Alfonso Alonso, porta-voz do PP no Parlamento, explicou que a reforma visa eliminar a possibilidade de actuação da justiça espanhola fora do território nacional. A jurisdição universal, tal como é praticada em Espanha, “não é eficaz, (...) promete muito e só cria conflitos diplomáticos”, disse. O esvaziamento da jurisdição universal produziu já reacções negativas em meios judiciais, em ONGs como a Amnistia Internacional ou a Human Rights Watch, que falam em “retrocesso” e na interferência de interesses políticos na justiça. O Parlamento aprovou as alterações à lei na noite deste terça-feira, apenas com os votos favoráveis do PP.

Na Espanha, o juiz Baltasar Garzón levou ao limite — recorrendo a expedientes na interpretação da lei — o princípio da jurisdição universal. Este permite a um tribunal nacional julgar estrangeiros por crimes de genocídio, crimes contra a Humanidade e crimes de guerra cometidos em qualquer parte do mundo. Garzón foi acusado de passar por cima das diversas legislações e das jurisdições nacionais — como foi o caso do Chile durante a sua operação contra o ditador Augusto Pinochet.

A oportunidade de limitar a jurisdição internacional terá sido proporcionada pelo zelo judicial. Os tribunais espanhóis não têm qualquer possibilidade de fazer executar as suas decisões perante os dirigentes chineses. Outras investigações, envolvendo designadamente Hu Jintao, o sucessor de Jiang Zemin, estão em curso. São processos simbólicos.

Para lá do frequente conflito entre razão judicial e razão diplomática, há neste caso um argumento material suplementar: a dependência económica da China. O PP não a invoca, mas o The New York Times lembrava nesta terça-feira que a China é um importante investidor em Espanha, possui uma grande parte da dívida espanhola e é um mercado vital para as suas exportações, sobretudo as alimentares. Peter Spiro, um professor americano de Direito Internacional, disse ao jornal que a jurisdição universal é uma doutrina importante mas que deve ser aplicada com prudência, pois se alarga excessivamente os seus alvos depressa perde um consenso político mínimo.

O “caos belga”
A Bélgica foi dos primeiros países a adoptar, em 1993, a competência universal. Uma década depois, rebentou o “caos judicial”. O primeiro-ministro israelita, Ariel Sharon, foi processado por crimes contra os palestinianos na invasão do Líbano de 1982. A seguir, israelitas processaram Arafat por terrorismo. Por fim, iraquianos quiseram julgar George W. Bush e o general Colin Powell. “A Bélgica pôs termo a este circo jurídico revogando a legislação”, anota o analista britânico Jonatham Eyal. “Os desgastes são graves: ao exagerarem na jurisdição universal, os militantes dos direitos humanos põem em causa o direito internacional, o que é contrário à sua intenção original, (...) atrasando a diplomacia e complicando a gestão dos conflitos internacionais.”

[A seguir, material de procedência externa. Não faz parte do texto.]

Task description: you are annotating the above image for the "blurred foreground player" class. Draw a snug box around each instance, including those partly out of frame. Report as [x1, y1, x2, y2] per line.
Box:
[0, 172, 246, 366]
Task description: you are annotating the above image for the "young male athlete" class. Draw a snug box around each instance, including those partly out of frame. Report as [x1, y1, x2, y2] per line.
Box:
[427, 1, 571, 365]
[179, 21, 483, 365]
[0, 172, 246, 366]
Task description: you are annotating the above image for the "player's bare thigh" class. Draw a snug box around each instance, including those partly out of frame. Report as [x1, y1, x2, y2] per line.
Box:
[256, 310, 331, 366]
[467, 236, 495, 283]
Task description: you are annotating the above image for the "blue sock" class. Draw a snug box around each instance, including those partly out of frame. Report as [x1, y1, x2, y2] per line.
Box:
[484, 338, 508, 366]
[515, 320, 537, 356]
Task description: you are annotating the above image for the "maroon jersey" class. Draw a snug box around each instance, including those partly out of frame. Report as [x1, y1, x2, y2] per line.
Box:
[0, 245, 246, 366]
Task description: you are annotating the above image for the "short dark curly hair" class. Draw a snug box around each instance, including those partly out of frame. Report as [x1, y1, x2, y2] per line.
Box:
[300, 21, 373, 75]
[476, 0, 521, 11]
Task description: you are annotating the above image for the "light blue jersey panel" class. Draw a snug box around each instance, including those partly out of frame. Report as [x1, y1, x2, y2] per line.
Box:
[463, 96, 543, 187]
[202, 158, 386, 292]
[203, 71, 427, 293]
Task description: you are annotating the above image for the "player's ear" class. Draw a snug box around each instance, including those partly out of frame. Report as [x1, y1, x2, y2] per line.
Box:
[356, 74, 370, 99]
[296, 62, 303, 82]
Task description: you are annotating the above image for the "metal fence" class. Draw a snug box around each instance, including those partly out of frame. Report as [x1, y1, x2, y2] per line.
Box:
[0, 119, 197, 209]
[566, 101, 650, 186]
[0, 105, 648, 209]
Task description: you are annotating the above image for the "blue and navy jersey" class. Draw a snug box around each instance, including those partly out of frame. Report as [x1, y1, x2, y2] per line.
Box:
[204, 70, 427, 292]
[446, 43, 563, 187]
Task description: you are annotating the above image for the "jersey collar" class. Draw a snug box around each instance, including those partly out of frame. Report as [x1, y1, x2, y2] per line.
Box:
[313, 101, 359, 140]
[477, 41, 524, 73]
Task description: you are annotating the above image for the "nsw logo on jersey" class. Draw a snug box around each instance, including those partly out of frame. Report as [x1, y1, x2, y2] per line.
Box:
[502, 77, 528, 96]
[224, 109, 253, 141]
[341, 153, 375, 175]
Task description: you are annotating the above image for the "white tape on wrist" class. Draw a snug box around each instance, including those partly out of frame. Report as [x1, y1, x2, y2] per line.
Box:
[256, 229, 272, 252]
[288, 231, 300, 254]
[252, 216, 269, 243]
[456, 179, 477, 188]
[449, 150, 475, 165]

Uma parte destes conflitos poderia ser resolvida através do recurso ao Tribunal Penal Internacional, de Haia, criado pela ONU em 2002. Mas o TPI só tem competência para julgar crimes cometidos após essa data. De resto, países como os Estados Unidos, a China e muitos outros não aderiram ao tratado. Ou seja, não abdicam da soberania legislativa e judicial.